16 Ağustos 2012

yeni...


" bir tanrı taşıyorsun kendinle birlikte oraya-buraya da, bunu bilmiyorsun, sen ey Kutsuz! Sanıyor musun öyle dışındaki bir gümüşten ya da altından tanrıdan sözediyorum? 
Sen kendi içinde sahipsin ona da, farkına varmıyorsun bunun; onu, temiz olmayan düşüncelerle, ya da, kirli eylemlerle lekelediğin zaman. Bir tanrı tasvirinin yanında bulunsaydın, o yaptıklarını yapmayı göze alamazdın.
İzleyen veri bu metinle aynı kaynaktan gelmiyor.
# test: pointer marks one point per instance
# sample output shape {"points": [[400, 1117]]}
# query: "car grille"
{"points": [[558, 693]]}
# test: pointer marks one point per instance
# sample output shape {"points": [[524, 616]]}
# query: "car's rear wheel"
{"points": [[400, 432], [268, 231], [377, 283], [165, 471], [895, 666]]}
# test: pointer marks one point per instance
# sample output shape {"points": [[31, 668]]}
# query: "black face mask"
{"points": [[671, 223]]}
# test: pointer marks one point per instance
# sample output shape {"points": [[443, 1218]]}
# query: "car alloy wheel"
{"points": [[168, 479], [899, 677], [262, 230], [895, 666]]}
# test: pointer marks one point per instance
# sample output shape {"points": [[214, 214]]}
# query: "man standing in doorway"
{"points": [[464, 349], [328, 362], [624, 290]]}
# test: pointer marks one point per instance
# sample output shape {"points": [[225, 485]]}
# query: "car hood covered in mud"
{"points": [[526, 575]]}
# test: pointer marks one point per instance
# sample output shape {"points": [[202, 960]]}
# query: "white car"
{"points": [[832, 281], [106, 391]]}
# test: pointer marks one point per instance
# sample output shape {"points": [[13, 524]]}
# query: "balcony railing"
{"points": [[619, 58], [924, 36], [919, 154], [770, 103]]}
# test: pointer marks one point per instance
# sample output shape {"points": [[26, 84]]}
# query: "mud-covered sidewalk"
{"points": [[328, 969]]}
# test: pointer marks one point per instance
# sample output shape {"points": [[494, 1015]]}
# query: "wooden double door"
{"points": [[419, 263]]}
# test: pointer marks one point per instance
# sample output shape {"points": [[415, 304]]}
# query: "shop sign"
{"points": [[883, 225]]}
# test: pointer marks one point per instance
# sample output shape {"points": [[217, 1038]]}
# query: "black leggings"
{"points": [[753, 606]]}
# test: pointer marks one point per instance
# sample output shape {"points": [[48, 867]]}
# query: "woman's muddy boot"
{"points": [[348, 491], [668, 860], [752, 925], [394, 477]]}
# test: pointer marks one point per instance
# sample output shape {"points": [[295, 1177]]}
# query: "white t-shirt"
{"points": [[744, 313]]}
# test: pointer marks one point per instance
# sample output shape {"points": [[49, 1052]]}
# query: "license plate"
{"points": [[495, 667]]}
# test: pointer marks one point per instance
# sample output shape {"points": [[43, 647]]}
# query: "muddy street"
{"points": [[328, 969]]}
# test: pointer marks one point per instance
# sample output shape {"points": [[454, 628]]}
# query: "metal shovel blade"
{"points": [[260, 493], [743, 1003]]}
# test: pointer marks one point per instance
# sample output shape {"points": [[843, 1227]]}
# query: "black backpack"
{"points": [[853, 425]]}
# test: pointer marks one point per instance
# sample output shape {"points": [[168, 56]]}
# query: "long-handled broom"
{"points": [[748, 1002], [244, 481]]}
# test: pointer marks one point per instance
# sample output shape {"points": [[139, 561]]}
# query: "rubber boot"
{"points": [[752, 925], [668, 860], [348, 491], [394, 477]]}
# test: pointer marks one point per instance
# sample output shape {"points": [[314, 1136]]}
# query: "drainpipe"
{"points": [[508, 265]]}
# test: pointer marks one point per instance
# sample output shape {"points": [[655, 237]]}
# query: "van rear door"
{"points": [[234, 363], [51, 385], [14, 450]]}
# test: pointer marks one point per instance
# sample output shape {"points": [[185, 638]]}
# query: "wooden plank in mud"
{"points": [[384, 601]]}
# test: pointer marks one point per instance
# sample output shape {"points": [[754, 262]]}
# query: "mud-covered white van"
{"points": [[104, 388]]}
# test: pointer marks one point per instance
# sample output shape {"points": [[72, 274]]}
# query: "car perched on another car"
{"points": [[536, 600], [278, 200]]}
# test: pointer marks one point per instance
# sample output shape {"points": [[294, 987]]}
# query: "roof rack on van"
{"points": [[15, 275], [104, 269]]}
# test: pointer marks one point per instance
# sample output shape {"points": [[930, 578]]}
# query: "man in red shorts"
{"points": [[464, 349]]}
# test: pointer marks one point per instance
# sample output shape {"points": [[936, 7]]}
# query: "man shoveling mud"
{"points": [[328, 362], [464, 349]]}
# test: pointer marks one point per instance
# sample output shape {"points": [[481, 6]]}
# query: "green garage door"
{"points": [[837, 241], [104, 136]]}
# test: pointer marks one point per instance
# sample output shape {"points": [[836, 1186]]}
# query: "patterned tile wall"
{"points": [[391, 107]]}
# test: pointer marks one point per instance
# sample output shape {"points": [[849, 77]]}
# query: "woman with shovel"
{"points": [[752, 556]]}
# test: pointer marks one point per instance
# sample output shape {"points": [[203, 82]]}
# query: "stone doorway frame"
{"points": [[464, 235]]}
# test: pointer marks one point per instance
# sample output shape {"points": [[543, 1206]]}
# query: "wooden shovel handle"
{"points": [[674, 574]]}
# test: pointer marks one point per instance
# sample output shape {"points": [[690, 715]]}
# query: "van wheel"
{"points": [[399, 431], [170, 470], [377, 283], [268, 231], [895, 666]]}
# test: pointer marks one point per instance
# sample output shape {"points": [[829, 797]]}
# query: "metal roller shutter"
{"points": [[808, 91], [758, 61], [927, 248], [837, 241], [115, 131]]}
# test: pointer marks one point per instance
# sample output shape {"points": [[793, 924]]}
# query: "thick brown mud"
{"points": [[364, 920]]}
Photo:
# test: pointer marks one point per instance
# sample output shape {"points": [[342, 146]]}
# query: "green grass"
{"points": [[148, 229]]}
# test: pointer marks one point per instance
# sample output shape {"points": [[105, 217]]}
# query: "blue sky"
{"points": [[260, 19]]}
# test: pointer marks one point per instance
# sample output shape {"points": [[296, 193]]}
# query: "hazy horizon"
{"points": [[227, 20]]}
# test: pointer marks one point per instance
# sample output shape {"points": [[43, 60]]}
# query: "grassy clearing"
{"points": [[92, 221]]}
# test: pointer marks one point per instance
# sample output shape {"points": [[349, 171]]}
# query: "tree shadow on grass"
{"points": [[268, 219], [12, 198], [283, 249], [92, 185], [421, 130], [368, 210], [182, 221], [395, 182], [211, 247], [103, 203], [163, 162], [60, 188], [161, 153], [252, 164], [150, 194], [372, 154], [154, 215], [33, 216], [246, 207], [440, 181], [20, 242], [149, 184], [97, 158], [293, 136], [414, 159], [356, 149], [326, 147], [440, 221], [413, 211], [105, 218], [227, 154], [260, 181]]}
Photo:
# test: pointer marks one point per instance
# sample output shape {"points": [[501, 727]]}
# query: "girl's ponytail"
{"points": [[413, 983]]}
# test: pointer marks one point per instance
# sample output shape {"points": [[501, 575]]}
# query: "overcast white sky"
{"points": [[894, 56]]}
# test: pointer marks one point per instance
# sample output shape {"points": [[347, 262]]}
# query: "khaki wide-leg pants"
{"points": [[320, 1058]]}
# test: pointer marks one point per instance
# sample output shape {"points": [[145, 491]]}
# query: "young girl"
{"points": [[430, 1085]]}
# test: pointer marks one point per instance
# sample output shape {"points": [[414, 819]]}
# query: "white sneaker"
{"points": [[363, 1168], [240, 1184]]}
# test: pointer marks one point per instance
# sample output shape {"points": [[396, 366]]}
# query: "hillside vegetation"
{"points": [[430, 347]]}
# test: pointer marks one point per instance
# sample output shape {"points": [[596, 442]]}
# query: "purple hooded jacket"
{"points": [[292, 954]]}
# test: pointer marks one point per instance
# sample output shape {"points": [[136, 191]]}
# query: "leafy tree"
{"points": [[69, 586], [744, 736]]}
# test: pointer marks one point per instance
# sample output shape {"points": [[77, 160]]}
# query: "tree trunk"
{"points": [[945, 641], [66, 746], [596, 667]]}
Halbuki, tanrının kendisi senin içinde bulunduğu, herşeyi gördüğü ve işittiği halde, utanmıyor musun kendinden, kötü birşey düşünmekten ya da yapmaktan? "

                                                                                                                                                                                 oruç aruoba, benlik
sahife 37


çok kırgın ve ümitsizdim. hatta adresi değiştirmeyi çok istedim. lakin yaşadıklarıyla var değil mi insan? neden yaşamamış gibi sahipsiz etsin ki yaşanmışlıklarını. 'hayır ben öyle his etmedim!' desin ki.
o yüzden hayat'a devam.

bunalmış umutlarım yine gerekli karar merciileri tarafından tekrar umutsuzluklara mahkum edildi bu hafta. ama önümüzde son yirmi günümüz var gerekli savunmaları yüzlerine çalabilmemiz için.
umut var aslında içimde. 'yine olmadı' omuz düşüklüklerinden ziyade, 'insanım ben! benden önce de yapan insan değil miydi?'lerim var. ama insanım ben. karşımdakiler insanlıklarına dairliklerini unutmuş olsa bile.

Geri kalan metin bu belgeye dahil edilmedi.